You say I can’t make up my mind; I think I’m not trying to hurt your feelings.
You say I have no way of knowing until I give it a shot; I say the risk is more significant than the reward.
How could I, a mess of a man, appreciate what life is rather than what life could be? I was set up from a young age to believe that having something would never be good enough. Yet, I’m here semi-grown up, realizing that this is a stupid mentality to carry. I should know better; I do know better. However, something in me keeps telling me there’s more. It’s nobody’s fault but my own; I’m aware of this, but fuck, it’s so easy to blame it all on others. I could never picture myself comfortable. I don’t know if not being able to see myself getting older is a good thing or if it’s depressing, but I know that in my head, I have to keep pushing. Right now, that only looks like work, spending time with my family, and stacking money. Later, I’m not sure. Maybe one day I have kids, and my journey consists of coaching their youth sports, taking them to practices and tutoring, and taking them on 1-1 kid and dad dates.
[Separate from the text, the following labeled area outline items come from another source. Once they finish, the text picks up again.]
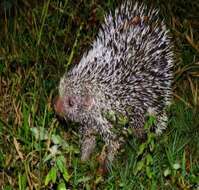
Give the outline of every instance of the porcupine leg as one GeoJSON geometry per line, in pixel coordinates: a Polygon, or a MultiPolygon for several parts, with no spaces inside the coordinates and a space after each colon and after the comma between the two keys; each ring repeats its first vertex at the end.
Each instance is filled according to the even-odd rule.
{"type": "Polygon", "coordinates": [[[81,160],[86,161],[90,158],[96,146],[95,131],[87,129],[82,132],[81,138],[81,160]]]}
{"type": "Polygon", "coordinates": [[[105,142],[105,146],[99,156],[99,172],[101,174],[107,173],[109,164],[112,163],[121,146],[121,142],[118,140],[117,136],[110,130],[111,127],[112,126],[108,124],[103,127],[101,131],[101,135],[105,142]]]}
{"type": "Polygon", "coordinates": [[[135,108],[129,115],[129,126],[132,127],[133,134],[140,139],[144,139],[146,135],[144,131],[144,124],[144,112],[138,108],[135,108]]]}

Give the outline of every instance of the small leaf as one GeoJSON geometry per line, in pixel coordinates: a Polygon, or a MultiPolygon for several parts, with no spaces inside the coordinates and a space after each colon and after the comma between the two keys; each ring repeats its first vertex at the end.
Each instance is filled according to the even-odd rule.
{"type": "Polygon", "coordinates": [[[149,166],[146,167],[146,175],[149,179],[151,179],[153,176],[153,173],[151,172],[151,168],[149,166]]]}
{"type": "Polygon", "coordinates": [[[150,165],[152,163],[153,163],[153,158],[152,158],[151,154],[147,154],[147,156],[146,156],[146,165],[148,166],[148,165],[150,165]]]}
{"type": "Polygon", "coordinates": [[[142,168],[144,167],[144,160],[141,160],[137,163],[137,166],[135,168],[134,174],[136,175],[139,171],[142,170],[142,168]]]}
{"type": "Polygon", "coordinates": [[[54,144],[62,144],[62,138],[59,135],[52,135],[52,142],[54,144]]]}
{"type": "Polygon", "coordinates": [[[46,176],[45,186],[48,185],[50,181],[55,183],[56,179],[57,179],[57,169],[56,167],[52,167],[46,176]]]}
{"type": "Polygon", "coordinates": [[[85,176],[85,177],[78,179],[77,182],[78,183],[85,183],[85,182],[89,181],[90,179],[91,179],[91,177],[85,176]]]}
{"type": "Polygon", "coordinates": [[[66,180],[66,182],[68,182],[70,179],[70,175],[68,174],[68,171],[67,171],[66,167],[64,166],[64,157],[59,156],[56,160],[56,164],[57,164],[57,168],[62,173],[64,179],[66,180]]]}
{"type": "Polygon", "coordinates": [[[142,155],[145,149],[146,149],[146,143],[142,143],[142,144],[139,146],[139,150],[138,150],[137,155],[138,155],[138,156],[142,155]]]}
{"type": "Polygon", "coordinates": [[[66,190],[66,185],[64,182],[60,183],[58,186],[57,186],[57,190],[66,190]]]}
{"type": "Polygon", "coordinates": [[[171,170],[169,168],[167,168],[166,170],[164,170],[164,177],[167,177],[171,174],[171,170]]]}
{"type": "Polygon", "coordinates": [[[179,164],[179,163],[173,164],[173,169],[174,169],[174,170],[180,169],[180,164],[179,164]]]}

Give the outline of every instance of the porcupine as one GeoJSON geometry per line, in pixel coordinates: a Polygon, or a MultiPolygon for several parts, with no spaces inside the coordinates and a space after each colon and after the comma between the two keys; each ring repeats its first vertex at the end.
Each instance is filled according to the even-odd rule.
{"type": "Polygon", "coordinates": [[[145,133],[148,114],[156,117],[157,134],[166,128],[174,53],[158,12],[125,1],[105,16],[90,50],[61,78],[54,107],[65,119],[81,124],[81,160],[89,159],[96,134],[106,145],[104,163],[112,162],[122,144],[104,113],[126,116],[135,136],[145,133]]]}

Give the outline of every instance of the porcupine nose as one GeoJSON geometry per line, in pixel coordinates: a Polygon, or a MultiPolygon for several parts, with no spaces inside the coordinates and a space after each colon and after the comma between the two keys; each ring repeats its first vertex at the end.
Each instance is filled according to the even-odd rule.
{"type": "Polygon", "coordinates": [[[53,106],[56,114],[63,116],[64,114],[64,102],[63,99],[59,96],[56,96],[53,100],[53,106]]]}

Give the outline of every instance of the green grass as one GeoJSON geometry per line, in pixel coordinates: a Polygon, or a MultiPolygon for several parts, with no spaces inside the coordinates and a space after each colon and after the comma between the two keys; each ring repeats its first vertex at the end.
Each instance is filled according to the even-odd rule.
{"type": "Polygon", "coordinates": [[[103,15],[119,3],[0,2],[1,189],[199,188],[199,5],[151,3],[160,7],[180,60],[169,127],[141,153],[143,143],[130,136],[103,177],[96,161],[101,140],[91,161],[81,163],[78,126],[58,121],[51,102],[66,68],[78,63],[103,15]]]}

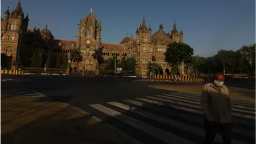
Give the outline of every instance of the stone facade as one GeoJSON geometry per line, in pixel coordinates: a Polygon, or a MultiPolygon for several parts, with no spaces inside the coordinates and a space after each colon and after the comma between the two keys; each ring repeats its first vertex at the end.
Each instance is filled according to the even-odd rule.
{"type": "MultiPolygon", "coordinates": [[[[4,17],[1,18],[1,49],[2,53],[12,56],[12,63],[15,62],[20,38],[26,31],[28,25],[28,15],[24,18],[19,2],[10,13],[9,7],[4,12],[4,17]]],[[[14,68],[14,67],[12,67],[14,68]]]]}
{"type": "MultiPolygon", "coordinates": [[[[171,69],[171,66],[165,61],[164,53],[167,45],[174,41],[183,42],[183,33],[182,30],[179,32],[175,22],[170,33],[165,33],[161,24],[158,30],[152,34],[150,26],[147,27],[143,18],[142,24],[136,30],[135,38],[131,34],[129,36],[126,34],[120,44],[101,43],[101,22],[94,15],[92,9],[88,15],[80,20],[76,41],[54,39],[47,25],[41,30],[39,26],[33,29],[28,29],[28,14],[24,18],[20,2],[11,14],[8,8],[4,13],[4,18],[1,19],[1,53],[12,55],[12,61],[16,61],[17,49],[21,37],[21,61],[27,63],[25,66],[30,62],[29,59],[25,58],[31,58],[35,49],[53,50],[55,52],[65,51],[68,55],[78,49],[83,60],[76,68],[81,69],[84,67],[86,70],[95,70],[97,60],[92,54],[95,49],[103,46],[103,55],[105,60],[114,55],[118,59],[124,56],[134,57],[137,61],[136,72],[140,76],[148,75],[148,63],[151,62],[152,56],[154,56],[156,63],[161,66],[165,75],[167,69],[171,69]]],[[[69,62],[73,68],[77,66],[71,60],[69,62]]],[[[183,75],[183,65],[181,66],[180,72],[183,75]]]]}

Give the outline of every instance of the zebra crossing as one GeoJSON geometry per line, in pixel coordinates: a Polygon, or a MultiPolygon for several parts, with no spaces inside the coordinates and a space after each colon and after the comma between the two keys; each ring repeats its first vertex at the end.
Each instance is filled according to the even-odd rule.
{"type": "MultiPolygon", "coordinates": [[[[88,110],[140,143],[201,143],[200,95],[183,92],[90,105],[88,110]]],[[[231,100],[232,143],[255,143],[255,102],[231,100]]],[[[215,142],[222,143],[221,135],[215,142]]]]}
{"type": "Polygon", "coordinates": [[[9,91],[2,91],[1,93],[1,98],[6,98],[8,97],[13,97],[17,96],[26,96],[31,97],[45,97],[42,93],[36,92],[32,90],[15,90],[9,91]]]}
What if that never comes, though? I’ve been fine putting many of my dreams to the side, and I’ve avoided a lot of self-resentment so far. Will it always be that way? Is it possible for a first-generation, oldest sibling, a kid that came up from riding the public bus, to be satisfied with what he has?
I couldn’t imagine stopping and smelling the roses all that much because I’m too busy planting many more. Once you figure out you can blossom flowers through the concrete; there’s not much more for you to do other than continue to plant. It almost seems irresponsible at some point. So what then? If I can’t find my answer, I just keep going?